それからは他愛のない話を一緒にした。有名な帽子店の話やファッション、王都で流行している物、どこぞの貴族の噂話などの話をしている間に、時間はあっという間にすぎた。
無事に終えたことに、私はホッとした。アルに恥をかかせなくてすみ、それがなにより良かったと思う。
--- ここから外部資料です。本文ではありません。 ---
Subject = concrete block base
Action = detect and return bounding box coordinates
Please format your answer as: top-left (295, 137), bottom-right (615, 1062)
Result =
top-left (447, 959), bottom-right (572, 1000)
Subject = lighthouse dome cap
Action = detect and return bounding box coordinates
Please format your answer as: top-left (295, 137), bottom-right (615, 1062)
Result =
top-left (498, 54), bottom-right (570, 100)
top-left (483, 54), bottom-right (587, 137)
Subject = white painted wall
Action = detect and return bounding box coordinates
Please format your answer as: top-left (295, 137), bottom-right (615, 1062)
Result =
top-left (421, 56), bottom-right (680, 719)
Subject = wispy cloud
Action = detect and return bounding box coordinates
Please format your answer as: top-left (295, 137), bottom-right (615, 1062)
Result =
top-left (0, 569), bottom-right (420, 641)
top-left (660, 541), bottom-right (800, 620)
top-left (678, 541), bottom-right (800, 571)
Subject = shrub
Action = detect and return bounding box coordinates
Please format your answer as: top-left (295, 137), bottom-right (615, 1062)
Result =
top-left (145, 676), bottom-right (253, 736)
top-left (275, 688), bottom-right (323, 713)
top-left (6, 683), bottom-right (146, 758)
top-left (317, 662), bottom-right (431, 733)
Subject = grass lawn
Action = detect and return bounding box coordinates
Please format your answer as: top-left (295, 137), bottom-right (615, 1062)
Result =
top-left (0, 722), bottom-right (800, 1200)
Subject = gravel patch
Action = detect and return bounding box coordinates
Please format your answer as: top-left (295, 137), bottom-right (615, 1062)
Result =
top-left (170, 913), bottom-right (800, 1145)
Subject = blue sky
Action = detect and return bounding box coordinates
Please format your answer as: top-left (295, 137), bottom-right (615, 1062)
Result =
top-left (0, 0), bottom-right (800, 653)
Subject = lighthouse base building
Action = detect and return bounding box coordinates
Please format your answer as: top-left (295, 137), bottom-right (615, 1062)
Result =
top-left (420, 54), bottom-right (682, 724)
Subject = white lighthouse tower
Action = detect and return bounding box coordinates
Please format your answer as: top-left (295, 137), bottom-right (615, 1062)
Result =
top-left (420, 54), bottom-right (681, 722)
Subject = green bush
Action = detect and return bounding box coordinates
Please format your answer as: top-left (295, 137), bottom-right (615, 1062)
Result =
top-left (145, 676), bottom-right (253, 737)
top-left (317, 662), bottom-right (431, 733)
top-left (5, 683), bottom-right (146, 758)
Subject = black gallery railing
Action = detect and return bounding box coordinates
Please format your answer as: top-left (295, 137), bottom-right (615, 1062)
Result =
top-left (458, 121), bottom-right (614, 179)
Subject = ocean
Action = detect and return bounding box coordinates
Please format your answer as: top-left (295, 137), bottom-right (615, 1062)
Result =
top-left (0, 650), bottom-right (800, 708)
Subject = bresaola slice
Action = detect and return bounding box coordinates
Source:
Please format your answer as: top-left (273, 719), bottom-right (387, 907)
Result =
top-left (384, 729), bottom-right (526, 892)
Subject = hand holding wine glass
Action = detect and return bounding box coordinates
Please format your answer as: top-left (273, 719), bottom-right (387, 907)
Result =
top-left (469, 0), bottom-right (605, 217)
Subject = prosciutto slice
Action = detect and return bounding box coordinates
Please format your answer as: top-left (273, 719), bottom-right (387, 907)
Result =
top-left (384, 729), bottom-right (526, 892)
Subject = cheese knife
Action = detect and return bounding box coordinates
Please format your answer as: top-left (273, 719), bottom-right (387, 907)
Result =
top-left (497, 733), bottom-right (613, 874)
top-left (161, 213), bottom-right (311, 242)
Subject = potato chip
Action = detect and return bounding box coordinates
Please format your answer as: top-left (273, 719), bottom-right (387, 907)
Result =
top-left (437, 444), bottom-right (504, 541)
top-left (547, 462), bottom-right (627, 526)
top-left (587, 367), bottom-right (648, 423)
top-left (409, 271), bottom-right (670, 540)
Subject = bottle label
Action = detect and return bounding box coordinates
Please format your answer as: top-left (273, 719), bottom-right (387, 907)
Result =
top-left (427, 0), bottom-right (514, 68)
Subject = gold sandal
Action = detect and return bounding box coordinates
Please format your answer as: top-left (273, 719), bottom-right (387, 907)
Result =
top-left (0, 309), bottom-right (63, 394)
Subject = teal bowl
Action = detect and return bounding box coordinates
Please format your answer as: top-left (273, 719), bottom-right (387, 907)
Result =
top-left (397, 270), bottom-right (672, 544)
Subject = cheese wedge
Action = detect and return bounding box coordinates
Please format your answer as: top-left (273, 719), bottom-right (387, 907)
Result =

皆が離れていった中、ウフフと老婦人は笑って、近づいて、こっそりと私に言った。
「わたくし、あなたがクラウゼ公爵と結婚する前から存じていたんですよ。でもね。今のほうがとても良い顔をしてますよ。あなたもですが、クラウゼ公爵もです。気付いているかはわからないですけれどね。良い夫婦ですね」
私はありがとうございますと礼を言った。
だけど、偽物の夫婦なんです。優しい老婦人を騙しているようで胸の奥がちくりと痛んだのだった。